Retailer Dee Sedani talks to Asian Trader about an interesting piece of technology he has recently developed and the people skills needed to manage a store.

When did your retail career begin? 
I first got into the retail business 20 years ago. I was in programming, but I loved retail, so left the industry and bought some stores. Retailing is a lot of fun and every day is a different. You definitely have good days and bad days but it’s never boring because you don’t have the same routine all the time. There are new challenges, legislation problems – whether we can change them or not I don’t know – but it keeps me going.

Do you have to be a people person to be in retail?
Whether it is your staff, your supplier, a customer you meet down the street – everything is about human interactions, how you get on with people and how you want to be perceived. How I view it with my team is that I am not your boss, you are your own boss, we are all integrated together. I don’t want it to be a case of ‘the boss is coming’, I don’t believe in that kind of hierarchy, we are all people. 

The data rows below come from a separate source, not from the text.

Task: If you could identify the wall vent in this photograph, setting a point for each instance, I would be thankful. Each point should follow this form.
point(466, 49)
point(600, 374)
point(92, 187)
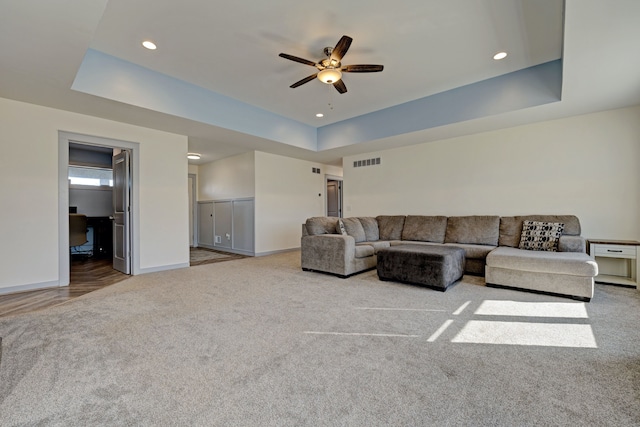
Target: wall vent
point(367, 162)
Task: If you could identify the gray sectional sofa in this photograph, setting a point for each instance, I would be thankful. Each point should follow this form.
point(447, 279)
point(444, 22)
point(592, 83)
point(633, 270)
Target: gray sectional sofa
point(491, 245)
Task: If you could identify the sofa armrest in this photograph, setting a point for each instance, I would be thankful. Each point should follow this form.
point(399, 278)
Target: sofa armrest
point(572, 244)
point(331, 253)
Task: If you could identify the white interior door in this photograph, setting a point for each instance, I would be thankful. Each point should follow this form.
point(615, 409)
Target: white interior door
point(121, 212)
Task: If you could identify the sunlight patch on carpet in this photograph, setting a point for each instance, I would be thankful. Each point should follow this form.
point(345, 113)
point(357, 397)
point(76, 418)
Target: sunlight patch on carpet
point(573, 310)
point(530, 334)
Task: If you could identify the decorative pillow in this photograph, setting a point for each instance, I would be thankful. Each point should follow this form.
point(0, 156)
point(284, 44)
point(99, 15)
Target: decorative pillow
point(341, 228)
point(354, 229)
point(540, 236)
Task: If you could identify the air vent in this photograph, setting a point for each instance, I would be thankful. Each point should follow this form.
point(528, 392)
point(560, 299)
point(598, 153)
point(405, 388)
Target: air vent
point(367, 162)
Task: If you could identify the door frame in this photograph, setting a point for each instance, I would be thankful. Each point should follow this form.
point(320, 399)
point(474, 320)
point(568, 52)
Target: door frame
point(64, 138)
point(194, 203)
point(328, 178)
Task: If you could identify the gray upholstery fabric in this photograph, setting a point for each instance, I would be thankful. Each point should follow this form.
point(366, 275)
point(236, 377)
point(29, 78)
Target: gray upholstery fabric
point(511, 227)
point(572, 244)
point(425, 228)
point(568, 263)
point(321, 225)
point(390, 226)
point(433, 266)
point(363, 251)
point(481, 230)
point(561, 284)
point(473, 251)
point(370, 225)
point(355, 229)
point(334, 254)
point(380, 244)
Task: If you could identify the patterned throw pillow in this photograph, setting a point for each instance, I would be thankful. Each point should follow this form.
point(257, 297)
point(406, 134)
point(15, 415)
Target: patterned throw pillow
point(540, 236)
point(341, 229)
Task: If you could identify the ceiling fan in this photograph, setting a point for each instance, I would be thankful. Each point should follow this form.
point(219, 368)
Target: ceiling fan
point(330, 68)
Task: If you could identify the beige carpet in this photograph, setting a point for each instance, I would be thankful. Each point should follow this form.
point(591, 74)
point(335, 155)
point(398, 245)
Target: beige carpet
point(257, 341)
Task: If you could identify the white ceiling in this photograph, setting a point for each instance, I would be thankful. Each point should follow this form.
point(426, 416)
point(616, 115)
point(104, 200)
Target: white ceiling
point(231, 48)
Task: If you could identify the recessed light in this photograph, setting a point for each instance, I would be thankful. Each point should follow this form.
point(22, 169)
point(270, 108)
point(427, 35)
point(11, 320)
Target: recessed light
point(149, 45)
point(500, 55)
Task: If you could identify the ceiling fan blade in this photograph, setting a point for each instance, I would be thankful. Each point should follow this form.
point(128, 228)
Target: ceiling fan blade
point(362, 68)
point(303, 81)
point(296, 59)
point(341, 48)
point(340, 87)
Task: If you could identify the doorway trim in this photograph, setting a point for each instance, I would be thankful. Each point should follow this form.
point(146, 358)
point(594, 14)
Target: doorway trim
point(64, 138)
point(328, 178)
point(194, 207)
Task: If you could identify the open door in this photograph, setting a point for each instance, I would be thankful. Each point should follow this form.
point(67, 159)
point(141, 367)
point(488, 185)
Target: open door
point(121, 213)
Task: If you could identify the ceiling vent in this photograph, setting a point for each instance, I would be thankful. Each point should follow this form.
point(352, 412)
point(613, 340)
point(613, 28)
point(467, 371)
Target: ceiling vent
point(367, 162)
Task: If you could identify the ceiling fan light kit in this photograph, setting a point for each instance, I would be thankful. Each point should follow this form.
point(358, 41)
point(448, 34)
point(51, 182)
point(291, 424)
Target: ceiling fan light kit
point(330, 68)
point(329, 75)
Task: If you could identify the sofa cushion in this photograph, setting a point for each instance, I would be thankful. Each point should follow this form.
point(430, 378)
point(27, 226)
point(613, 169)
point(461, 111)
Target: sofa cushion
point(511, 227)
point(540, 236)
point(321, 225)
point(340, 228)
point(390, 226)
point(424, 228)
point(570, 263)
point(354, 229)
point(477, 229)
point(370, 225)
point(380, 244)
point(363, 251)
point(572, 244)
point(473, 251)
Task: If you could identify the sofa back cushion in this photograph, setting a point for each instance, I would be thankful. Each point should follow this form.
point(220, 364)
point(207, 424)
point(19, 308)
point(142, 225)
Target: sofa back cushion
point(511, 227)
point(321, 225)
point(370, 225)
point(477, 229)
point(425, 228)
point(390, 226)
point(354, 229)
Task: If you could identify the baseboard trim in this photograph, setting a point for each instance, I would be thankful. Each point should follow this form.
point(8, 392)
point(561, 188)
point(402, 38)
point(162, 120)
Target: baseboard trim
point(162, 268)
point(30, 287)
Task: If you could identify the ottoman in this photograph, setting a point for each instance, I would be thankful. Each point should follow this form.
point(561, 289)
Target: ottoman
point(436, 267)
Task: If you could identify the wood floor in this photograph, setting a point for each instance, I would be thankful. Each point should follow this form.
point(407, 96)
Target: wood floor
point(86, 276)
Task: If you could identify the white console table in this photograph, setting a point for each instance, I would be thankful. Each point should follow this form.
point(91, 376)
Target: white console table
point(628, 250)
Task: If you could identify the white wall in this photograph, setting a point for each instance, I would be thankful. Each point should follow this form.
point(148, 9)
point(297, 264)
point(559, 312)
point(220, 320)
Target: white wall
point(586, 165)
point(287, 193)
point(92, 201)
point(29, 192)
point(229, 178)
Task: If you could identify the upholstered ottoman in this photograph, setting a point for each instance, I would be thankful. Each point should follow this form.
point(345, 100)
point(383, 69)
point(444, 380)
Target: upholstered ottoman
point(436, 267)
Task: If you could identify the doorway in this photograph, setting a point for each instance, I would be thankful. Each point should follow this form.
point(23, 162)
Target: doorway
point(334, 196)
point(115, 210)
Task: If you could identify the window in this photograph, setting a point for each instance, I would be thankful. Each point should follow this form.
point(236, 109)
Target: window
point(97, 177)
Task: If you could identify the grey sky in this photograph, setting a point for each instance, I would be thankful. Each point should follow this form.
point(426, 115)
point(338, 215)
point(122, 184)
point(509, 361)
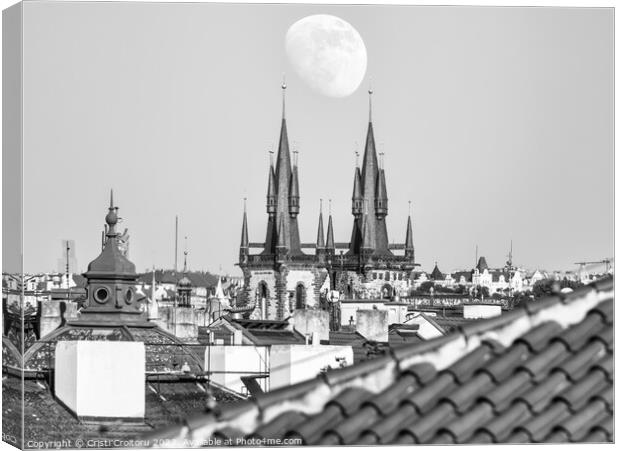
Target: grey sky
point(496, 124)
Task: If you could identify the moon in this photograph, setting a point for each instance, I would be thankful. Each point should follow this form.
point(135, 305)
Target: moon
point(327, 53)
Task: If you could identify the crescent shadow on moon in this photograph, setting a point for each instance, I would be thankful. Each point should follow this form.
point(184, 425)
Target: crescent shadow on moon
point(327, 53)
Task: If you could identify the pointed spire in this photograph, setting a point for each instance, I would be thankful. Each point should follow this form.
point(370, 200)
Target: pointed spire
point(330, 230)
point(370, 101)
point(185, 258)
point(293, 205)
point(437, 274)
point(245, 242)
point(272, 196)
point(111, 218)
point(283, 96)
point(381, 200)
point(409, 236)
point(366, 231)
point(357, 198)
point(320, 236)
point(281, 239)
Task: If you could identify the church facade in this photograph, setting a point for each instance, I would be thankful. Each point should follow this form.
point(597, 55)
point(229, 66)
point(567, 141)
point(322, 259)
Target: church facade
point(286, 274)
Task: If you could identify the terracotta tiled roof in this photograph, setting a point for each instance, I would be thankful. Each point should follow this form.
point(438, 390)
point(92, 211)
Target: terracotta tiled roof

What is unique about your stores?
In my village store in Etwall we are very heavy on the home delivery of news, so that’s our USP in that store. We serve roughly 580 customers a day and have 25 newspaper boys and a van on the road that goes around the countryside delivering to remote areas.

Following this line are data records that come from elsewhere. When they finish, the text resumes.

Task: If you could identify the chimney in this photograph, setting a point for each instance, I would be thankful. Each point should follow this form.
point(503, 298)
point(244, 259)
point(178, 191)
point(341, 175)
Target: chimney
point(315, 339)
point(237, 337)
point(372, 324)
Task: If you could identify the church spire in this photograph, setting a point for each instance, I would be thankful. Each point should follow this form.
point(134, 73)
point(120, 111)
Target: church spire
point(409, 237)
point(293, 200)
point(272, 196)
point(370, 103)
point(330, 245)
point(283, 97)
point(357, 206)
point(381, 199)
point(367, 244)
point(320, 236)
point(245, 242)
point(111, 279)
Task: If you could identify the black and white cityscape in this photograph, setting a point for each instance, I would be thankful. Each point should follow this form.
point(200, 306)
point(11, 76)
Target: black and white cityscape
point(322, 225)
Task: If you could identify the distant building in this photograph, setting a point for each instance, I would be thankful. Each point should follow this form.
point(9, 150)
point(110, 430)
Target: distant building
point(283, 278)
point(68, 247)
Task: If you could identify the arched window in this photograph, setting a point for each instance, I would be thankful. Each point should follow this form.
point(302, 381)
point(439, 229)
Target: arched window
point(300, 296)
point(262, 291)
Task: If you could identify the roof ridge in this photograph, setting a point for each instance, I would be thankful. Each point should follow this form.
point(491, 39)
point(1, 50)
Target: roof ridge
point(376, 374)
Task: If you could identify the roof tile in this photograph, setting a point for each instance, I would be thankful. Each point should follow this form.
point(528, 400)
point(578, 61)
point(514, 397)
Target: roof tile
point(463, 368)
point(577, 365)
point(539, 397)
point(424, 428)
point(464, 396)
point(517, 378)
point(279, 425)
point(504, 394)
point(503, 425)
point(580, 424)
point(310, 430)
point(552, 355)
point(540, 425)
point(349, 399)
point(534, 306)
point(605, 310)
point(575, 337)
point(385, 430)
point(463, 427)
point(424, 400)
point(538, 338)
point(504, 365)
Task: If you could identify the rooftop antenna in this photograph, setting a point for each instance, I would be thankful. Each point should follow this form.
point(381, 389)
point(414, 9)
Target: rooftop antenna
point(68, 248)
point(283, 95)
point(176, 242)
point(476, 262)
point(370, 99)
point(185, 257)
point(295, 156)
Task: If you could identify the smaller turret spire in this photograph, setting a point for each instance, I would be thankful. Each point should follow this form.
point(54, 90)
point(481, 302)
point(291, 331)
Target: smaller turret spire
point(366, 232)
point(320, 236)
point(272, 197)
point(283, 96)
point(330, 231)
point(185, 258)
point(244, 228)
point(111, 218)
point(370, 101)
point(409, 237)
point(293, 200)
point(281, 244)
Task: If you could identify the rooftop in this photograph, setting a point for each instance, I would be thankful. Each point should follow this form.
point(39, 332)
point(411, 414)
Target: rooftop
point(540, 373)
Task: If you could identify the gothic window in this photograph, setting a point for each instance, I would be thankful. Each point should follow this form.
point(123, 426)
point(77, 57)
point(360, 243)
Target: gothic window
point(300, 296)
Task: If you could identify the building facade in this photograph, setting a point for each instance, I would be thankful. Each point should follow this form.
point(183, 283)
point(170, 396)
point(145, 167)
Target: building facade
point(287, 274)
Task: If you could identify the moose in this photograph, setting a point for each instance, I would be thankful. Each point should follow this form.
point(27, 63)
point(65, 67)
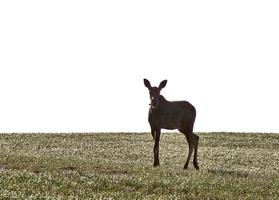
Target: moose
point(170, 115)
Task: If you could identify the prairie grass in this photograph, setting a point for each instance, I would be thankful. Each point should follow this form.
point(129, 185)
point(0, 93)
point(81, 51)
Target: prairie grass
point(119, 166)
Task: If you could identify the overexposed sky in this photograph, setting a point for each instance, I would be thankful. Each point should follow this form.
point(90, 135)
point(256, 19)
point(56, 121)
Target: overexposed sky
point(75, 66)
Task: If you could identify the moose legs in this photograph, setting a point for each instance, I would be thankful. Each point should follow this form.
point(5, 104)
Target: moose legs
point(193, 141)
point(156, 136)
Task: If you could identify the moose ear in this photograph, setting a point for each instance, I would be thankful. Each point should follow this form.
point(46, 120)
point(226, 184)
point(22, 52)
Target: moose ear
point(163, 84)
point(147, 83)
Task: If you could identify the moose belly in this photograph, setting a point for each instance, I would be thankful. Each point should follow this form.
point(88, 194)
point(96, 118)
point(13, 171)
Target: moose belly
point(170, 121)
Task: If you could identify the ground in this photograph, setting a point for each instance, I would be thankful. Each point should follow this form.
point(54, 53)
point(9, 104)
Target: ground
point(119, 166)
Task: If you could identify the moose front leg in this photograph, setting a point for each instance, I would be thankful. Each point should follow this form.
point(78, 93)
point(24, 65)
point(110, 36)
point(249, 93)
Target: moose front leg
point(156, 147)
point(153, 133)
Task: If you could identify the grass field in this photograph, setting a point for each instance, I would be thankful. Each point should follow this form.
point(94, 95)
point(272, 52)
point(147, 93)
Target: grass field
point(119, 166)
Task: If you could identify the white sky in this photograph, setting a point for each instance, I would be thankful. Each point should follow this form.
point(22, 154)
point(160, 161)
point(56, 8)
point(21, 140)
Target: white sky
point(75, 66)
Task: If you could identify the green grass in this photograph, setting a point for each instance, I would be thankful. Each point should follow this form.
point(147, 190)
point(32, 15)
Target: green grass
point(119, 166)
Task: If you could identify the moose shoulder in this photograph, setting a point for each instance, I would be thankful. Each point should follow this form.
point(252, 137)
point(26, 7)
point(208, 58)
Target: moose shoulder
point(171, 115)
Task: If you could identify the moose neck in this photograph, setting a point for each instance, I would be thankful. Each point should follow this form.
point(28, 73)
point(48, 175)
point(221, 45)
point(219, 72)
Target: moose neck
point(162, 101)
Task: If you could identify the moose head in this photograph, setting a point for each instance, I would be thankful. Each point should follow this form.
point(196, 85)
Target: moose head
point(154, 92)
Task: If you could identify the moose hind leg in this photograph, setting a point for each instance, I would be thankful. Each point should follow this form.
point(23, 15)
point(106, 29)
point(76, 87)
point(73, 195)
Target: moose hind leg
point(189, 138)
point(196, 143)
point(156, 148)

Are you involved with the local community?
We get involved in the village fete and in sponsoring different things. At the moment, we are looking at sponsoring the local football team. 

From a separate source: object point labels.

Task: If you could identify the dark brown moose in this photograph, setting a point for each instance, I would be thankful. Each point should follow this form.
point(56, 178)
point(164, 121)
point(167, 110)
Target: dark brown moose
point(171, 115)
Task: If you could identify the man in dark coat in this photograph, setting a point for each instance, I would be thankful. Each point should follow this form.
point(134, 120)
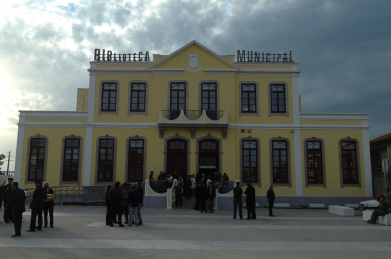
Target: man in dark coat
point(39, 196)
point(48, 206)
point(17, 203)
point(250, 201)
point(238, 192)
point(116, 196)
point(197, 193)
point(7, 196)
point(270, 197)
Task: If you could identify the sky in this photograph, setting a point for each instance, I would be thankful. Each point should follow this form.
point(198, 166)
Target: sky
point(343, 48)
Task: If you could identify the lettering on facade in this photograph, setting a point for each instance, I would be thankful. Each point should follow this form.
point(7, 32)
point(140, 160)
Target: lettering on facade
point(255, 56)
point(109, 56)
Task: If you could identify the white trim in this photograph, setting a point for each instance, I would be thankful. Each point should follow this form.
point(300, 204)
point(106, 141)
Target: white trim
point(87, 157)
point(298, 168)
point(367, 163)
point(194, 42)
point(91, 99)
point(19, 153)
point(295, 101)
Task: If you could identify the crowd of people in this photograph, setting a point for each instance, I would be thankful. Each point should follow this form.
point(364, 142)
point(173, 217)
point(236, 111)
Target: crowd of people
point(14, 205)
point(124, 199)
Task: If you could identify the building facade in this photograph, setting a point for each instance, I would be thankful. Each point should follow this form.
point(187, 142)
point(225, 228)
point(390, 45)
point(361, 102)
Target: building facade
point(195, 111)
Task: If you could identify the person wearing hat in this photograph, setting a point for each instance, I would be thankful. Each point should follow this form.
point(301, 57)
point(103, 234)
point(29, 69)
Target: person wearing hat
point(7, 196)
point(17, 203)
point(39, 196)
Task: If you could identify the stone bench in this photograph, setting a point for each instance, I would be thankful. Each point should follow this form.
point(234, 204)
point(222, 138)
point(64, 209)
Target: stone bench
point(341, 211)
point(386, 220)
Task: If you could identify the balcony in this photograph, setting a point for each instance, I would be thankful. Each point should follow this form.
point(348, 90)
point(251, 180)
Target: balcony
point(193, 119)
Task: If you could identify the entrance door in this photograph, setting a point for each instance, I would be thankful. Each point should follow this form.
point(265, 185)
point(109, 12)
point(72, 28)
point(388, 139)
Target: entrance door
point(177, 157)
point(208, 160)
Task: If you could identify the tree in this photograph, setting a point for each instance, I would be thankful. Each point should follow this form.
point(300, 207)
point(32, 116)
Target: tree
point(2, 157)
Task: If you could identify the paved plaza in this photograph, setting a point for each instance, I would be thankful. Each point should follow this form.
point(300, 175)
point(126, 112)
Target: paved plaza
point(80, 231)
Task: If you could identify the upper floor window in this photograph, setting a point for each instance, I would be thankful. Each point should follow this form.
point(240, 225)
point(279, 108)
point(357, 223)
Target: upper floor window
point(250, 161)
point(37, 159)
point(280, 161)
point(248, 98)
point(106, 160)
point(138, 97)
point(314, 162)
point(278, 102)
point(349, 162)
point(109, 97)
point(71, 160)
point(178, 96)
point(136, 160)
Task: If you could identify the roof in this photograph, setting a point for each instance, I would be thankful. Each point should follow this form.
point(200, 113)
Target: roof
point(384, 137)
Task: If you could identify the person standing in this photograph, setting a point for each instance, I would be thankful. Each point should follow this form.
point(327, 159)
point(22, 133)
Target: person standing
point(198, 194)
point(225, 183)
point(7, 196)
point(39, 196)
point(116, 196)
point(204, 194)
point(134, 199)
point(188, 185)
point(108, 204)
point(178, 194)
point(141, 192)
point(271, 197)
point(17, 203)
point(250, 201)
point(212, 195)
point(238, 192)
point(48, 206)
point(125, 203)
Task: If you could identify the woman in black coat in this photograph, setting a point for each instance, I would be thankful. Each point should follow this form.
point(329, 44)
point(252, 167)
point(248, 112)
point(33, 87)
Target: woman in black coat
point(250, 201)
point(108, 204)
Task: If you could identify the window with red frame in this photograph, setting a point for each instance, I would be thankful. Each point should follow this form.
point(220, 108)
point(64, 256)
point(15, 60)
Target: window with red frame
point(280, 161)
point(349, 162)
point(36, 159)
point(314, 162)
point(71, 160)
point(138, 97)
point(278, 104)
point(109, 97)
point(249, 104)
point(106, 160)
point(250, 161)
point(136, 160)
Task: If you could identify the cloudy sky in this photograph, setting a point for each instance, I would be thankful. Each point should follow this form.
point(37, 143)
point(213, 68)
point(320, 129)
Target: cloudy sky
point(343, 47)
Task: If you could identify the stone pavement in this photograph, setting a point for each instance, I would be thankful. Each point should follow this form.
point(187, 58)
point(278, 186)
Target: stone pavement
point(80, 232)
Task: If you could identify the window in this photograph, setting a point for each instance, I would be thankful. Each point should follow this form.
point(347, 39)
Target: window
point(250, 161)
point(349, 162)
point(278, 104)
point(138, 93)
point(71, 160)
point(37, 159)
point(136, 160)
point(109, 97)
point(248, 98)
point(314, 162)
point(178, 96)
point(106, 160)
point(280, 161)
point(209, 96)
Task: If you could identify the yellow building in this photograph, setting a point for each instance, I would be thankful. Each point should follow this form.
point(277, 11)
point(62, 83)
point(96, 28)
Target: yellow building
point(195, 111)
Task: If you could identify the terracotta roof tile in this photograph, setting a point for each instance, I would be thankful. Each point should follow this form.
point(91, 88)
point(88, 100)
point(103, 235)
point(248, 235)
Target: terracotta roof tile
point(384, 137)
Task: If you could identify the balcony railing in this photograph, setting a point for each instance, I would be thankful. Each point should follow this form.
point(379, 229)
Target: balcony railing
point(193, 116)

Do you use social media to promote your stores?
We do use social media in dribs and drabs but I want to find a middle ground between doing too much and doing none. We do a campaign every two weeks or so, not every day, as I think people get overstimulated with information and it is easy to switch people off, instead of switching them on. We did some promotions over Christmas about our new coffee machine and cash machine that got some traction behind it.

You won the Asian Trader award for innovation in 2014. What have you been working on recently?
We’ve developed a piece of software called Retail Guardian. It isn’t just for our own use, we are actively selling it and the Co-Op are looking at it, and some other interesting players. The software was designed around some of the problems I encountered in my store, and it is all about managing people and processes. It has been going around a year and is a massive project – we have about 45-50 retailers using it and they are reporting real tangible benefits. It works by using fingerprinting technology to track actions and it also keeps tabs on training and rotas.  

Do you work closely with manufacturers on product ranging and merchandising?
No, because my stores are One Stops, which are owned by Tesco, so all our merchandising is sent down via planograms.  

Have you noticed any interesting consumer trends lately?
This is something I have been discussing over the last few days and I’m not really sure there are trends as such because there is not much loyalty left in our sector. These days people buy on price and promotions and everything is a lot more commercialised. We have lost Christmas, Valentine’s and Easter because these things are advertised for months in advance. Cadbury Creme Eggs came out in November – it is something I have come to accept. 

What is your favourite product? 
You are asking me about my favourite product in the shop? Now that is putting me on the spot! Pepsi-Max to be honest – I drink it all the time.